Procès climatiques: les tribunaux ont-ils une responsabilité d’agir?

Depuis maintenant plusieurs années, les tribunaux helvétiques, comme ceux d’autres États, doivent traiter des «affaires climatiques». Ceci amène à réfléchir sur les conflits de compétence entre le pouvoir judiciaire et le monde politique.

 

Qu’il s’agisse d’actions en justice contre des États pour inaction en matière de lutte contre le réchauffement climatique, de plaintes contre des entreprises pour atteintes à l’environnement ou encore d’actes de désobéissance civile pour le climat, les «affaires climatiques» se sont multipliées dans les tribunaux du monde entier. La Suisse a aussi connu quelques affaires retentissantes, parmi lesquelles la partie de tennis dans les locaux d’une succursale de la banque Crédit Suisse et le recours des Ainées pour la protection du climat, toutes deux actuellement en cours de traitement par la Cour Européenne des Droits de l’Homme.

 

Que faire lorsque les États ne respectent pas leurs engagements?

Les États se sont engagés à prendre des mesures fortes en matière de lutte contre le réchauffement climatique, par le biais notamment de traités internationaux tel que l’Accord de Paris. Que peuvent faire les citoyen·ne·s lorsque les États ne respectent pas ces engagements?

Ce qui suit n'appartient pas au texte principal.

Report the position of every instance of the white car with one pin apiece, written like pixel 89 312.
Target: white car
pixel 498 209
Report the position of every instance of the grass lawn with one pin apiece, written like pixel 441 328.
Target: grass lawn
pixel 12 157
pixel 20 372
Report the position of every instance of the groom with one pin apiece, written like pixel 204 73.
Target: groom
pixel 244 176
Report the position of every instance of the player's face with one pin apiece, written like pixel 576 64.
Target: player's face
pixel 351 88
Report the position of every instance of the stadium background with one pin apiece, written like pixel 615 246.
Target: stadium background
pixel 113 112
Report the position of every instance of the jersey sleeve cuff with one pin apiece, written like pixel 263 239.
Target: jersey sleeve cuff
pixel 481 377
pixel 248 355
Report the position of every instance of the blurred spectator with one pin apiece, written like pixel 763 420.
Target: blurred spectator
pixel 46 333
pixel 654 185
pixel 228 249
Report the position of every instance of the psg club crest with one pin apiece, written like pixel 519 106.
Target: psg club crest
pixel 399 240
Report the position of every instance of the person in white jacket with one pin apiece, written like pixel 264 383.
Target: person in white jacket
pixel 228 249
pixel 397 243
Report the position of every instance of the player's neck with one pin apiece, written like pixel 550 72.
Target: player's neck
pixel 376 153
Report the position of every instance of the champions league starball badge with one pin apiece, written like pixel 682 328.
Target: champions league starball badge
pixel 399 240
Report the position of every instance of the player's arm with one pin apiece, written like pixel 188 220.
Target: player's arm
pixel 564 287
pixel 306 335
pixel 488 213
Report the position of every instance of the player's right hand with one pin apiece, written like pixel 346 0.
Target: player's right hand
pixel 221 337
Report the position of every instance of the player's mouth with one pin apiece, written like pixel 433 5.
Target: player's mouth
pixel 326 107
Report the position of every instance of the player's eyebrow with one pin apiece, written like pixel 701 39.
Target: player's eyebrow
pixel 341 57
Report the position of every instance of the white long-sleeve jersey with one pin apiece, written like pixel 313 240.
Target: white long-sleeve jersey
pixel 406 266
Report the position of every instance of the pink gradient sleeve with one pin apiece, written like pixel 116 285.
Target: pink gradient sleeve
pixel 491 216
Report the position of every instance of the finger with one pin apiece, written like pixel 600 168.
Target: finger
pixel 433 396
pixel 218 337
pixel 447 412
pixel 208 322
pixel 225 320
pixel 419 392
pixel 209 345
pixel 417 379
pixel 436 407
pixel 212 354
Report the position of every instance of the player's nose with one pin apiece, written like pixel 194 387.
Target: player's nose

Sur le plan juridique, en l’absence de juridiction internationale à même de sanctionner l’inaction des États, les citoyen·ne·s n’ont d’autre choix que d’actionner les tribunaux nationaux.

Au nombre des instruments classiques de mobilisation telles que les manifestations, les actions de désobéissance civile ou les pétitions s’ajoutent donc les actions en justice. Si le phénomène n’est pas nouveau, il a pris une ampleur considérable, forçant les tribunaux à prendre des positions parfois novatrices, à l’image de la Cour suprême des Pays-Bas qui en 2019 condamna l’État néerlandais à réduire ses émissions de gaz à effet de serre dans la célèbre affaire Urgenda.

Comme l’ont démontré différents procès, les tribunaux peuvent s’engager sur la voie de la justice climatique tout en respectant les cadres législatifs existants et en ne portant pas atteinte à la séparation des pouvoirs. Pour ce faire, deux éléments particulièrement importants ressortent des contentieux climatiques ayant marqué le monde juridique.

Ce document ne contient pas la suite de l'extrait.